Michael Kukula said...

Hi Chef,
Where in SF can one find Saba?
I've been calling around and can't seem to find it, or anyone who knows what it is.
Cheers,
Mike

Michael Kukula said...

Also, if I can't get my hands on saba, can I use regular Trader Joes Balsamic vinegar instead of the aged stuff?

Chef John said...

You can find at BiRite Market! You can use anything you want, but the aged is much closer.

Jerry Drzewiecki said...

My two bottles of Saba are on the truck and should arrive soon. After the initial 30-minute oven roast, could I transfer the whole business to a pressure cooker to shorten the three hour roasting time and finish the glazing in the roasting pan as you describe?

Chef John said...

Sorry, never tried in a PC! I'm old school when it comes to shanks. Low and slow.

Shawn Donovan said...

I'm fortunate to live in northern New England and recently purchased an organic from a young farmer and his family I know who live in Vermont. I'll look forward to trying this recipe and I know my local Coop can or does have Saba. My issue with braising (which is my prefer manner of cooking) is that sometimes the meat turns out dry but tender. Have I cooked it at too high a temperature? I think so. I'm trying to perfect my technique of braising. Love your videos, Chef John. Keep up the great work. Shawn Donovan
smdonovan47@gmail.com

Jerry Drzewiecki said...

Chef John,
My two bottles of Saba arrived today so I'm ready to try this dish. In the meantime, I have been trying to do some research about Saba but, Merriam-Webster online and Wikipedia only define the word as a small Caribbean island. I am very curious to learn what other dishes might benefit by using it. Thanks for any information.

Chef John said...

You can try it in anything that balsamic vinegar would work in!

Jerry Drzewiecki said...

Chef John,
Thinking about the use of parchment placed between the shanks and the foil during the first, long braising, prevents the foil from contacting and chemically reacting with the acidic braising liquid. I don't think it is dangerous but might impart some metallic flavors to the finished dish.

Eric A. Stach said...

The cookbook Sweet Myrtle and a Wild Honey has a number of recipes that use Saba. It is an excellent cookbook.
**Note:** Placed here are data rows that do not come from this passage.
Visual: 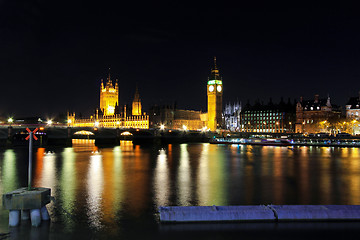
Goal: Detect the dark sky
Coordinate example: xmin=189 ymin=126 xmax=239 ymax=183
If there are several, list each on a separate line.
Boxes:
xmin=1 ymin=1 xmax=360 ymax=118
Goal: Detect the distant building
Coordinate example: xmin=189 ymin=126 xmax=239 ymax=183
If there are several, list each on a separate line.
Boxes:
xmin=68 ymin=73 xmax=149 ymax=129
xmin=295 ymin=94 xmax=341 ymax=134
xmin=223 ymin=102 xmax=241 ymax=131
xmin=149 ymin=104 xmax=207 ymax=131
xmin=240 ymin=98 xmax=295 ymax=133
xmin=346 ymin=93 xmax=360 ymax=120
xmin=345 ymin=93 xmax=360 ymax=135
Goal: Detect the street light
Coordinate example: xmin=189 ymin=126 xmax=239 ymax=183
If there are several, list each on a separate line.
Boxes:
xmin=8 ymin=117 xmax=13 ymax=124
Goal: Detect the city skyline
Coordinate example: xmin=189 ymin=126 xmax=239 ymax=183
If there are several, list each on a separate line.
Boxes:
xmin=1 ymin=2 xmax=360 ymax=117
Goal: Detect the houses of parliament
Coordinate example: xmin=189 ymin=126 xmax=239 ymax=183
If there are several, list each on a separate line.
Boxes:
xmin=67 ymin=59 xmax=223 ymax=131
xmin=67 ymin=72 xmax=150 ymax=129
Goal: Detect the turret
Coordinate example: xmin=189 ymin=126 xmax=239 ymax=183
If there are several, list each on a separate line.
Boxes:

http://www.amazon.com/Sweet-Myrtle-Bitter-Honey-Mediterranean/dp/0847829928/ref=pd_sim_b_17

Michael Kukula said...

Making my own saba :)

http://cookingwithrosetta.com/how-to-make-mosto-cotto/

Phil Sackett said...

I made this tonight, sans Saba, which I could not find at my local grocery store. I used some good balsamic and some wine instead. I also added a few more spices to the rub. Man, it was great! I made it for my parents, who are old-time food aficionados. They said it was one of the best lamb shanks they had ever eaten. Thanks for the spiffy recipe CJ. I probably use more of your recipes than anybody's at this point. Great stuff!!

Steve Miller said...

I have been wanting to make this since it first posted. So today is the day....Just finished the first roast and added the braising liquid. The kitchen smells fantastic.

Since I'm making 6 and my shanks are the larger version I doubled the rub quantities. Might have put too much cinnamon and paprika, but I'm hoping it comes out good.

Found the Saba at Napa Style in Los Gatos, CA. Wow it was $50 for 200ml (about 7oz). Stuff is expensive. My lamb was only $30.

I will come back later with the after eats comments. I'm sure it will be good.

Rick said...

I have is recipe a try today. You were right. I was fresh out of lamb stock so I used chicken.

John, I hate to say this but the it just didn't work. You know how you felt about your rosemary pork and grape dish. This one was the same for me. It's not that I used too much rosemary, cinnamon or smokey paprika. The flavors just didn't dance well together. The paprika stepped on the cinnamon's toes and the lambiness from the shanks didn't fit.

Fortunately I have a few nice rib eyes for the guests who are due to arrive. I just can't bring myself to plate the lamb.

I'll keep coming back though because I sure enjoy your work.